Jika sudah begitu, perilaku sekelas seorang diktator amat difasilitasi UUD 1945. jadi tidak sekedar persoalan elaborasi atau aturan di bawah UUD 1945 yang ?salah? semata, karena bagaimana hilirnya salah jika dari hulunya saja sudah tidak tepat.
Karena demikian, mendesaklah agar UUD 1945 diamandemen, bahkan diubah sama sekali. Itu juga belum jika mempertimbangkan efek kultural karena ketiadaan check and balances dari konstitusi kita tersebut.
Dengan terpaksa harus dikatakan, seperti yang telah ditunjukkan oleh kalangan neo-modernis, Islam telah memulai wacana dialog terhadap wilayah-wilayah yang dianggap tabu sekalipun, karena menyentuh area teologi Islam ?sesuatu yang sesungguhnya amat ukhrawi.
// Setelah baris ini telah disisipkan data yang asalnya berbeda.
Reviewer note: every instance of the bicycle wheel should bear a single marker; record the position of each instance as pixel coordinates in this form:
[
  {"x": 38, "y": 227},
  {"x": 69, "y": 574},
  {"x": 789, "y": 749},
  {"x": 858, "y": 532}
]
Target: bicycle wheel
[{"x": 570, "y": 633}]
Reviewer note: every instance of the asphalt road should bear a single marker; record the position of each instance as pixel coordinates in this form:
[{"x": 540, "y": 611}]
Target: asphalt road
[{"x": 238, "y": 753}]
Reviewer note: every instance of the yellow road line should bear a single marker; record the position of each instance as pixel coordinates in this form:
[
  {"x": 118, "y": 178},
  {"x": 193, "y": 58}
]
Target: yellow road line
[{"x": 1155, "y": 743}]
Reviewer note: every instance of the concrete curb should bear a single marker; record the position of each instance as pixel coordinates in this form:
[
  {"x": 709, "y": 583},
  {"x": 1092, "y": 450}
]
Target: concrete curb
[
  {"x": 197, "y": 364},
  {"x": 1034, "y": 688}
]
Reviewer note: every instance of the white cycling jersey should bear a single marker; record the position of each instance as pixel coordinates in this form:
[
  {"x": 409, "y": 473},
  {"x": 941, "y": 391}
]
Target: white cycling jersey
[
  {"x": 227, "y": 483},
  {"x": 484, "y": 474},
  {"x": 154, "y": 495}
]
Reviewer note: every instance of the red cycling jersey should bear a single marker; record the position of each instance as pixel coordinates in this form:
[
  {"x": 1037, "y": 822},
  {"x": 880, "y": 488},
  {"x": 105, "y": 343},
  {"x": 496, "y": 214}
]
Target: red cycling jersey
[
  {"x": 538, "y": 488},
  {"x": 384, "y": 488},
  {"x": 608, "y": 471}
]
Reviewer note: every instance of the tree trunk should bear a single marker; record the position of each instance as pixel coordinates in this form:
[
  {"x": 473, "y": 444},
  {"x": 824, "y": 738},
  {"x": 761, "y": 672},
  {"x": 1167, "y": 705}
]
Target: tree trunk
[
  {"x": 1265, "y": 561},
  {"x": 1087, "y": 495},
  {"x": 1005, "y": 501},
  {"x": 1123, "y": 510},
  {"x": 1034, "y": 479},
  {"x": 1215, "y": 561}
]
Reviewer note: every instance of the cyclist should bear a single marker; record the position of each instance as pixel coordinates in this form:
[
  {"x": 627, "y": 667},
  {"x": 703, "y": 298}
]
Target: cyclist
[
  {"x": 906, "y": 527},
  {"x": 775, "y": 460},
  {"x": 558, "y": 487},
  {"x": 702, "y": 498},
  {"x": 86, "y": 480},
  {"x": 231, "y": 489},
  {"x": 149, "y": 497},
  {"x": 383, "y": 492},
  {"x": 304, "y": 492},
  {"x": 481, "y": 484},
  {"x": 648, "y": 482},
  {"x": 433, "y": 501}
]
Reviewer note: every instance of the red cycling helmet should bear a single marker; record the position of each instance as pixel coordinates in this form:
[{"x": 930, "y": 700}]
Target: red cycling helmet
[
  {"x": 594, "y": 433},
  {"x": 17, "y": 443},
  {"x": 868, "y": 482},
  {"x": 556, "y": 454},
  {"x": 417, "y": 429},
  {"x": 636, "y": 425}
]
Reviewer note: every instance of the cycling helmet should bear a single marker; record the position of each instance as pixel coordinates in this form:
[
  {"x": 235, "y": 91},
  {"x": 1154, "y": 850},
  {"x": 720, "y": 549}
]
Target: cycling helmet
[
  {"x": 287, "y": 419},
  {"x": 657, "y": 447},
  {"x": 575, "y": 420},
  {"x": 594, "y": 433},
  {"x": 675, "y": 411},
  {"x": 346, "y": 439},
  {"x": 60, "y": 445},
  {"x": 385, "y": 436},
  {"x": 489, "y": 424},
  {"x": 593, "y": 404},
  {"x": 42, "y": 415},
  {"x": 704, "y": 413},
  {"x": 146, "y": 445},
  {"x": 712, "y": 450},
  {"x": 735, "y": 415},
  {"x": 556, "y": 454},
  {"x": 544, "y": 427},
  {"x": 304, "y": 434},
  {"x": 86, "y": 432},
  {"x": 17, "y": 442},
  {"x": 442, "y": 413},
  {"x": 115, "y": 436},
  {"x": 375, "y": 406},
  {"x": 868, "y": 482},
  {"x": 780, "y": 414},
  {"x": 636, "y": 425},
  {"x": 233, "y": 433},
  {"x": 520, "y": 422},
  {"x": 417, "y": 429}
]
Harga yang harus dibayar pun, bagi para penggagasnya, bahkan sebagian telah dianggap oleh sebagian kalangan Islam lain telah murtad. Jika UUD 1945 ditempatkan sekedar sebagai ?teologi negara?, tidaklah lebih haram daripada teologi agama.
Artinya, dekonstruksi terhadap hal-hal yang selama ini dianggap tabu, maka itu artinya sejalan dengan konotasi tradisional (taqlid), status quo (hafazha), konservatif (qadim), orientasi ke masa lampau (raja?a), serta bersikap statis (jumud). Itulah sekurang-kurangnya yang telah berhasil dilampaui kalangan umat Islam.
Jika misalnya sebuah lembaga ?yang mengklaim sebagai tink tank PDI Perjuangan di Jateng? dalam salah satu programnya hendak menolak setiap usulan untuk mengamandemen UUD 1945 (Suara Merdeka, 18 Juli 1999), pada saat bersamaan sesungguhnya ia sedang mendukung penundaan kemajuan bangsa ini.
Kalimat filosofisnya, ia tidak memahami bahwa manusia yang tertutup dengan perubahan adalah semangat memberangus perubahan. Sementara hakikat kemanusiaan adalah makhluk berkeinginan (homo volens), berpikir (homo sapiens), bermain (homo indens), serta bukan manusia mesin (homo mechanicus).
Lembaga tersebut kurang memahami filsafat manusia yang disebut sebagai binatang berbicara dan berpikir (hayawan al-nathiq).
Nur Hidayat Sardini, pengampu mata kuliah Pemikiran Politik Islam dan Sistem Pemerintahan RI, FISIP Undip, Semarang.